I come back into my hotel room after a nice run. I remember that I drank my last bottle of water before I started out on my run. As I come up the elevator my mind is thinking about the water that's in my car, and then I'd have to go to my room, get my car keys, then go back up - blah blah blah - I'm thirsty but not sure I want to go through all of that.
Then I come down my hall and there is the maid's cart. I think, "maybe I'll just ask her for another bottle of water."
Immediately my 7th grade inner voice says, "but I'm not sure you're allowed to have another bottle of water, and what if they're supposed to charge you for it." And then I argue back to my 7th grade inner voice. "But I'm a Marriott Platinum Elite member, doesn't that qualify me for more water?"

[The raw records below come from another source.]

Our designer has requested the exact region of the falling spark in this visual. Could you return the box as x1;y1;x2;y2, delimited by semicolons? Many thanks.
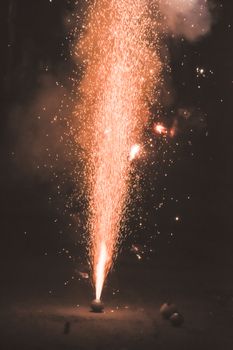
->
73;0;161;300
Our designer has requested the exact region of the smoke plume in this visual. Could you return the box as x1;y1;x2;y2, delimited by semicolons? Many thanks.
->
158;0;212;40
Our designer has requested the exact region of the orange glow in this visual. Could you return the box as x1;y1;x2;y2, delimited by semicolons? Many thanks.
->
73;0;162;300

Then I smile to myself thinking, "this is the most ridiculous inner dialogue for a beautiful Sunday morning, geez, it's water for crying out loud." So with an apologetic smile, I say to the nice young lady with her maid cart, "Could I have another bottle of water?" Of course I say "another" because I don't want to appear ungrateful for the 1st bottle of water that I've been given. I think I've been on this Catholic College Campus too long, the guilt seems to be seeping into my pores.
She smiles back and needs more clarification, words are not going to be our best form of communication and I hold my hand up like I'm drinking a glass of water and smile again. She smiles back with her eyes that she understands and goes into the closet for the water. She comes back with a pack of water and asks me how many. "Oh just one" I hold up my finger and smile again apologetically wondering how she could ever find me so presumptuous to ask for more than one extra bottle of water. She smiles a sweet smile and hands me not one but two bottles of water.
How often do we do this? We want something, maybe something we won't die without but we want it and we sort of need it but we're afraid to ask. We go about figuring out how we can handle it ourselves. Often it is the lack of courage that holds us back. And if we do in fact get the courage to actually ask for help, we're often surprised by the generosity we receive. We get more than we asked for. And isn't this because most of the human spirit, in spite of our often vast differences, wants to help us. We just need the courage to ask.